Os livros e a Feira
 



Os livros e a Feira

por Jacira Fagundes

Desde quando o livro tem sobre mim todo um encantamento, uma fascinação? Porque estes são sentimentos que me nocauteiam enquanto transito pela praça desta minha cidade e a vejo: florida, bela e acolhedora, a abrir-se generosa a toda sua gente que vem reverenciar o meu objeto de desejo – o livro.

Desde quando o livro me seduz, assim, ostensivamente? Vasculho a memória na tentativa de resposta à pergunta insistente. Encontro cenas distantes e as trago ao presente; pois a familiaridade, durantes estes longos anos, me autoriza esta possibilidade.


“Tenho lá meus sete, oito anos e acabo de receber das mãos de meu irmão mais velho um livro de capa dura, com uma ilustração meio macabra na capa: um caldeirão de sopa fumegante repousa sobre um pequeno caixão de defunto. No caixão, dorme o sono eterno um menino da minha idade. Chama-se Antero, sempre rejeitou a comida, é magrinho, fraquinho, e as pernas, de tão finas, quase não sustentam o corpo. Foi um pé de vento, num dia chuvoso de inverno, que o levou para o além; as mãozinhas coladas ao guarda-chuva preto do pai. Meu irmão me deu o livro de presente, cheio das boas intenções. Li a história em dois fôlegos, sofri pelo destino do protagonista, mas continuei longe de sopa durante toda a meninice. Nascia ali uma afeição incontrolável.”
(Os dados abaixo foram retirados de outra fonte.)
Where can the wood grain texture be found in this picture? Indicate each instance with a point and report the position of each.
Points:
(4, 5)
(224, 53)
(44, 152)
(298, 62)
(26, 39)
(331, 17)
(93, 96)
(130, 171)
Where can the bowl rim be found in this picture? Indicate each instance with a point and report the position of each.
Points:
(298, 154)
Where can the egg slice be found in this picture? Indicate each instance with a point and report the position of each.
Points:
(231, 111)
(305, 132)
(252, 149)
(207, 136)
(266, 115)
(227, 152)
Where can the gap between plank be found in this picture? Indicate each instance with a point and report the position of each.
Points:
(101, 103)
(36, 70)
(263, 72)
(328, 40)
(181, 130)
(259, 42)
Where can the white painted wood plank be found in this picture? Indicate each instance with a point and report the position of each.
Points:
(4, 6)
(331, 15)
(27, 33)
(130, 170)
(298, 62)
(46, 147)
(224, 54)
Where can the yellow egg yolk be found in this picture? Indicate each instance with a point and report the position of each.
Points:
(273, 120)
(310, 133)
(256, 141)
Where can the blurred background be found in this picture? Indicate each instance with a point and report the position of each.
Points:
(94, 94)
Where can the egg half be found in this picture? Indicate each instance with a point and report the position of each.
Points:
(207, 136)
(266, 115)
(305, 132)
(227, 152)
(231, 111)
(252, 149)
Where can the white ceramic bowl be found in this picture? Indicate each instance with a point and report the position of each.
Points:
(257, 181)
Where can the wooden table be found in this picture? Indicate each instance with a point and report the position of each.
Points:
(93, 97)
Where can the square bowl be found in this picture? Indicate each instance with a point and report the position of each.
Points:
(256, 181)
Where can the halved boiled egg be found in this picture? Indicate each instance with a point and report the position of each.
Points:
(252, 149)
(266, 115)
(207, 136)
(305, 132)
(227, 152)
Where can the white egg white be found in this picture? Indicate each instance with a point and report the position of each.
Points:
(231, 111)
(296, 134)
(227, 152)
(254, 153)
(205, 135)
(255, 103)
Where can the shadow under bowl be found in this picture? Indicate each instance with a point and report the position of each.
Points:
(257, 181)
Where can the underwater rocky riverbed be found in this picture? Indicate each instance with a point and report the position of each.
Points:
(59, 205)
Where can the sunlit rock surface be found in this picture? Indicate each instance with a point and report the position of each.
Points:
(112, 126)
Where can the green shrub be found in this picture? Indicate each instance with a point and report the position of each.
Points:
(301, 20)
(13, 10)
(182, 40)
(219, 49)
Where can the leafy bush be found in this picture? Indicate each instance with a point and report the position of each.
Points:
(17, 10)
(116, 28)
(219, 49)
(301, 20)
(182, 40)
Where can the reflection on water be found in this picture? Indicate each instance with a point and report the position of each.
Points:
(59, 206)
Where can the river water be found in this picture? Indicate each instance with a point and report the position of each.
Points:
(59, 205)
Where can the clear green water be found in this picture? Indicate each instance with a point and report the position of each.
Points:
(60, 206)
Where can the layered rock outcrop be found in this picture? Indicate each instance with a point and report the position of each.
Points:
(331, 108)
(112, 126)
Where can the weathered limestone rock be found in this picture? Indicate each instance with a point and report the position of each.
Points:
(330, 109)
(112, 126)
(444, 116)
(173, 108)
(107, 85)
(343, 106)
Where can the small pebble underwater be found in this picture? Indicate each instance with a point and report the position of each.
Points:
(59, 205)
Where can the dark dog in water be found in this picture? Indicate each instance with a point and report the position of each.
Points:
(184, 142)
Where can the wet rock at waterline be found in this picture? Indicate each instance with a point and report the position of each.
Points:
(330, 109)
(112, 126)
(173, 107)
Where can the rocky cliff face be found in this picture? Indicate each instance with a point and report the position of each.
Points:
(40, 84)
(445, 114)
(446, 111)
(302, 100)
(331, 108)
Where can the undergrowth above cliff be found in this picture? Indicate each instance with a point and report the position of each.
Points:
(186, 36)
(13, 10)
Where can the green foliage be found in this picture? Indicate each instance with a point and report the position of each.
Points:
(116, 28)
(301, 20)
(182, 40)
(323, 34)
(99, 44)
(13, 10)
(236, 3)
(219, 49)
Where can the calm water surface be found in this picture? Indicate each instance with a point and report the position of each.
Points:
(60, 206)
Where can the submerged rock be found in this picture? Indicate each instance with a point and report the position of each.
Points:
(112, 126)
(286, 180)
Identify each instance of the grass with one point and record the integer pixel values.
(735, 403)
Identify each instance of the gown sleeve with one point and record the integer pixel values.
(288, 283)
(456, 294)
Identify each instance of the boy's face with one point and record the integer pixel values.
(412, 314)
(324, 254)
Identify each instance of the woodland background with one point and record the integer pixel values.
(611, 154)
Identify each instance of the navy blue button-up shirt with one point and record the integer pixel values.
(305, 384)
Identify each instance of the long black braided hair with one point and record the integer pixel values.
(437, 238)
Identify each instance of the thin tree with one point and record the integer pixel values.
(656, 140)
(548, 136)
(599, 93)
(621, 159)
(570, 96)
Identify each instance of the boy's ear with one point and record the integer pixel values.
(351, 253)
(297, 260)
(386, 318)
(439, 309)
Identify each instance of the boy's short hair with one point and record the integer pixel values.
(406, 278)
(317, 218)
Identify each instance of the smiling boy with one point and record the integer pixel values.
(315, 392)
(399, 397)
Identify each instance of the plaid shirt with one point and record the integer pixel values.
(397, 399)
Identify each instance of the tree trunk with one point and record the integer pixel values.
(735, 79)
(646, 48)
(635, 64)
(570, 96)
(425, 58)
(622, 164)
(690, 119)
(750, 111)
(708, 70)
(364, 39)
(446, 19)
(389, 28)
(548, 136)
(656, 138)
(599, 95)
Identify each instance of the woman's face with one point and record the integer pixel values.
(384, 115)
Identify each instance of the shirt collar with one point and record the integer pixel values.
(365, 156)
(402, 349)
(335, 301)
“Outro irmão, adolescente, parece ter o mesmo gosto que eu. Adora ler. Traz para casa muitos e muitos livros, que costuma trocar com amigos. Tenho permissão para mexer nestes tesouros, afagar as capas, bisbilhotar seu conteúdo, ler sem reservas. Na mesa há a velha máquina de escrever, extraordinária para meus dedos pequeninos e pouco ágeis, e eu me extasio com o teclado, e absorvo a magia da palavra impressa no papel, e curto a certeza que a paixão será para toda a vida.”


Ainda não existia a literatura infanto juvenil como ela se impõe hoje. Na escola, eu era sempre chamada a declamar poesias nos eventos cívicos. Em casa, me abastecia do que os irmãos mais velhos me alcançavam, com o aviso de que não é leitura pra ti, mas não vais entender mesmo... Eu entendia. E me debrucei com furor sobre Olhai os lírios do campo e Casa de bonecas. Foram minhas primeiras leituras de gente grande. Paralelamente, eu passava a criar os primeiros poemas e extravasar sentimentos da então adolescente na folha de papel.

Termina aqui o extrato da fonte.